TMK'da ise iki kişinin veya daha fazla kişinin birleşmesi ile terör örgütünün var sayılacağı kabul edilmiştir. Tasarıda benzeri bir çok farklılık yaratan madde olduğu anlaşılmaktadır.
Bu değişiklikler sadece 1. madde hakkındaki endişelerdir. Hükümet edenler, TMK'da yapılmak istenen değişiklikleri önümüzdeki günlerde yeniden gündeme getireceklerdir.
"Küresel Terör ve Uluslararası İşbirliği" sempozyumu bunu çağrıştırmaktadır. Bu sempozyumda teröre karşı uluslararası işbirliği konusunda bilinmeyenlerin konuşulmadığı, aksine bilinen gerçeklerin tekrarlandığı anlaşılıyor.
Türkiye'de "uluslararası işbirliği" adına terörle mücadele konusunda elde bulunan Terörle Mücadele Kanunu "geriye dönülerek" ve eski düzenlemeleri geri getirmek biçiminde düzenlenirse, yeni Türk Ceza Kanunundaki hükümlerde çok kısa sürede geçerliliğini yitirir.
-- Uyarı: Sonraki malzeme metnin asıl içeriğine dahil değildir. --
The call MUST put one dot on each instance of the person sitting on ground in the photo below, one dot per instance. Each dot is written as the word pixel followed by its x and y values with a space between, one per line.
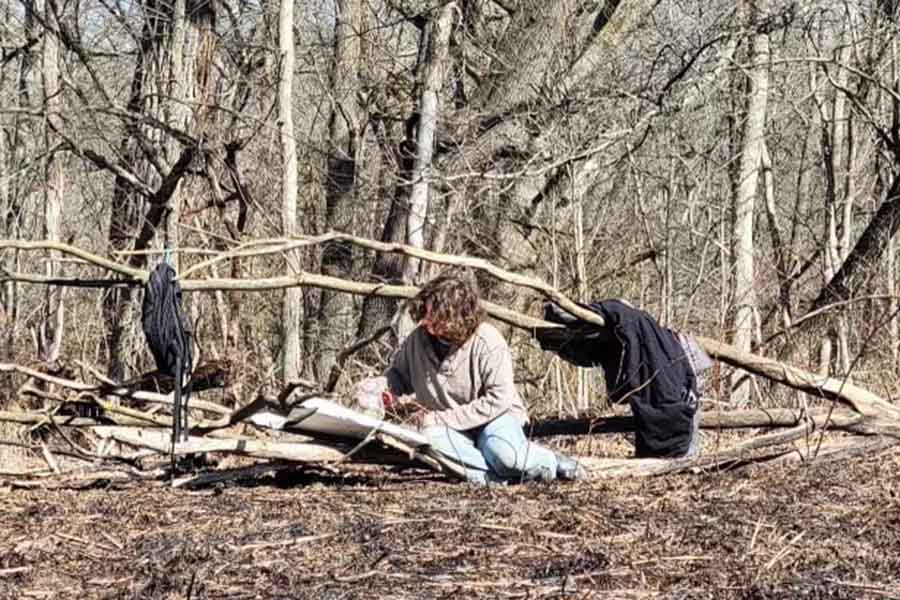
pixel 459 368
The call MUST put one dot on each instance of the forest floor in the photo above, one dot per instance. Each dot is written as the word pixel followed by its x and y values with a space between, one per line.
pixel 821 530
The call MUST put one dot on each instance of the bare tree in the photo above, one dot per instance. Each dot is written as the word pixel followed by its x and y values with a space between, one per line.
pixel 290 312
pixel 335 318
pixel 753 141
pixel 50 335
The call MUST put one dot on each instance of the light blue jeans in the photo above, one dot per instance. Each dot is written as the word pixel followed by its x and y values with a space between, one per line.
pixel 496 452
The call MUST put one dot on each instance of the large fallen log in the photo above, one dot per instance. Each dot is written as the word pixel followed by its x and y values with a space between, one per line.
pixel 857 398
pixel 874 415
pixel 737 419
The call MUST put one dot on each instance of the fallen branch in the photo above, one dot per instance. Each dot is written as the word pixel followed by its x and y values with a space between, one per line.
pixel 737 419
pixel 108 390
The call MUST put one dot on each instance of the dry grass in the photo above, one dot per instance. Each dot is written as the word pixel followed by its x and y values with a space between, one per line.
pixel 828 530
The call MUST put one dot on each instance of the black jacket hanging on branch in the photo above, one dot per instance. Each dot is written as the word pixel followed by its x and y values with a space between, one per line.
pixel 163 321
pixel 643 363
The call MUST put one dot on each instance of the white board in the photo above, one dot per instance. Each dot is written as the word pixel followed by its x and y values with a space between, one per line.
pixel 333 419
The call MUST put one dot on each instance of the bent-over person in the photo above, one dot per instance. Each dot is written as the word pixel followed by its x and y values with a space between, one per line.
pixel 459 368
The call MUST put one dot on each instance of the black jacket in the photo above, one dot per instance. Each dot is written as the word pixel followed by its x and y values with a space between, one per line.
pixel 643 363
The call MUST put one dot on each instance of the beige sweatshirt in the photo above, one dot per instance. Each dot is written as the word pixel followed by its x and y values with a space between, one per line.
pixel 472 386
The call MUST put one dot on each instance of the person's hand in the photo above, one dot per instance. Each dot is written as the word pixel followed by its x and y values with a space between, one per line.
pixel 419 419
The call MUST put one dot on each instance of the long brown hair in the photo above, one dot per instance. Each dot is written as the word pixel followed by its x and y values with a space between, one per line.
pixel 449 303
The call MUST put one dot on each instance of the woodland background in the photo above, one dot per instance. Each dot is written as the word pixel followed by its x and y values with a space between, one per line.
pixel 732 168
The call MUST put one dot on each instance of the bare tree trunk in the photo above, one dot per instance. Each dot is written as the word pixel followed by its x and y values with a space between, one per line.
pixel 406 219
pixel 293 297
pixel 335 316
pixel 51 328
pixel 748 185
pixel 434 67
pixel 893 304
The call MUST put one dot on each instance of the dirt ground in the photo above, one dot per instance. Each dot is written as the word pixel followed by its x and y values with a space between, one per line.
pixel 826 530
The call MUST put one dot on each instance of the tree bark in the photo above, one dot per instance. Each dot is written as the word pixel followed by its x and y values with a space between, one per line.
pixel 335 312
pixel 747 189
pixel 50 334
pixel 293 297
pixel 432 72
Oysa önümüzdeki günlerde gündeme getirileceğine dair işaretler bulunan Terörle Mücadele Kanunu tasarısının gün ışığına çıkarılarak tartışmaya açılmasında yarar vardır. Nasıl bir tasarı ile karşı karşıya kalacağız görmek ve bilmek kamuoyunun hakkıdır. (Fİ/BA)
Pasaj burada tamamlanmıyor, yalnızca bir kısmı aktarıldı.